Based on this research question the paper presents an initial mapping by investigated the following aspects of the development of early visitor counters: (1) Visitor counters, producers, companies, economy, market: An analysis of the main actors who produced visitor counters, including business model, and the market, from early handheld handcoding, via peer-to-peer distribution of relevant HTML-code to professional international web companies like Digits (digits.com) or Internet Audit Bureau (internet-audit.com), as well as Danish counter providers like chart.dk and Danmarks Top100 (danmarks-top100.dk), and web hotels like Cybernet (cybernet.dk). (2) Technology: An analysis or how visitor counters were constructed, and how they worked on a website, including how they collected clicks and communicated with the visitor counter companies with a view for the website owner to become part of the top hit charts on the producers website. (3) Statistics: A mapping of how many visitor counters existed on the Danish web in total and relative to the total number of websites. (4) Network: An analysis of the hyperlink network between websites using a visitor counter, and the providers of counters. (5) Website owners, use forms, and aesthetics: An analysis of which types of websites visitor counters were used on, and of how they were communicatively and aesthetically framed by the website owner, including wording, icons, placement on the web page etc.
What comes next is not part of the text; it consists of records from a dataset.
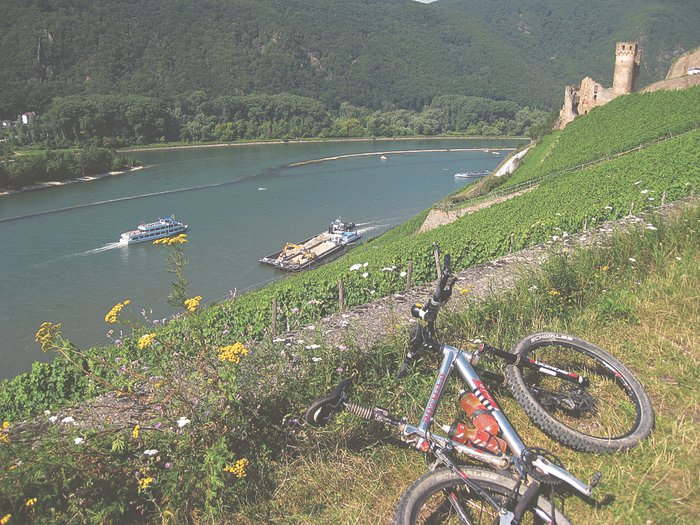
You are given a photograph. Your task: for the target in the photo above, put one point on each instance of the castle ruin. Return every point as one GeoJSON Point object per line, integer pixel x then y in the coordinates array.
{"type": "Point", "coordinates": [590, 94]}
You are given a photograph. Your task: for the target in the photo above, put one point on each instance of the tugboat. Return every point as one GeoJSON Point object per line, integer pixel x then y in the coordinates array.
{"type": "Point", "coordinates": [153, 230]}
{"type": "Point", "coordinates": [315, 250]}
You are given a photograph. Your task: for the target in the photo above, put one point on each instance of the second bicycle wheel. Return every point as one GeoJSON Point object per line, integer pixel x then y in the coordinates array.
{"type": "Point", "coordinates": [606, 411]}
{"type": "Point", "coordinates": [427, 500]}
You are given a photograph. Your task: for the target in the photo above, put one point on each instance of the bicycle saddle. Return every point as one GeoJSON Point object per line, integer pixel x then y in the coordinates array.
{"type": "Point", "coordinates": [320, 411]}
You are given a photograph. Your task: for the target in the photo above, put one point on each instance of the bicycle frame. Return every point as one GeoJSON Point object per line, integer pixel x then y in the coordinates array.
{"type": "Point", "coordinates": [462, 360]}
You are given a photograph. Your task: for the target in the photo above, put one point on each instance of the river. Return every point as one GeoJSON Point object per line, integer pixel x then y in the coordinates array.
{"type": "Point", "coordinates": [60, 260]}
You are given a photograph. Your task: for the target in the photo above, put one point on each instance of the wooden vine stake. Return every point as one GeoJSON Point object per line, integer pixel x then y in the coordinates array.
{"type": "Point", "coordinates": [436, 254]}
{"type": "Point", "coordinates": [274, 316]}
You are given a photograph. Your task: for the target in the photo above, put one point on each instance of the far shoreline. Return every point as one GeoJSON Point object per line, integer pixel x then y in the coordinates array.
{"type": "Point", "coordinates": [156, 147]}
Sources: Websites from the Internet Archive, extracted from the national Danish web archive Netarkivet, and accessed through a SolrWayback interface which allows for free text search and extraction of all elements of the web pages. Internal documents from visitor counter companies in so far this has been provided. Research interviews with a limited number of website holders from the 1990s.

The presentation will outline the results within each of the focus areas above, including how they interrelate.

11:40
From Hit Counters to the Professionalisation of Web Metrics in Luxembourg (1990s-Mid-2000s)

ABSTRACT. The objective of this presentation is twofold: firstly, to identify the top-ranking websites in Luxembourg during the late 1990s; and secondly, to trace the evolution of the professionalization of measurement metrics in the country. This study focuses on how various stakeholders organised themselves to provide standardised data, thereby fostering the development of the nascent online advertising industry.

Furthermore, this presentation seeks to elucidate the methodological challenges inherent to the analysis of website metrics, particularly those associated with the use of web archives. These challenges include the limitations of web archives in capturing the user perspective (Meyer, Thomas & Schroeder, 2011) and the inherent issues of web archives themselves, such as incompleteness and temporal and spatial inconsistencies between archived fragments (Brügger, 2018). To illustrate, an analysis of the website cim.be, a Belgian company that many Luxembourg editors were affiliated with in 2001 to ensure certified Internet audience measurement and data veracity, revealed only fragmented data: it makes it difficult to draw comparisons over time. This data was supplemented with information from newspapers, magazines, and company websites to gain insight into the audience of the 1990s and 2000s (Arend, 2006).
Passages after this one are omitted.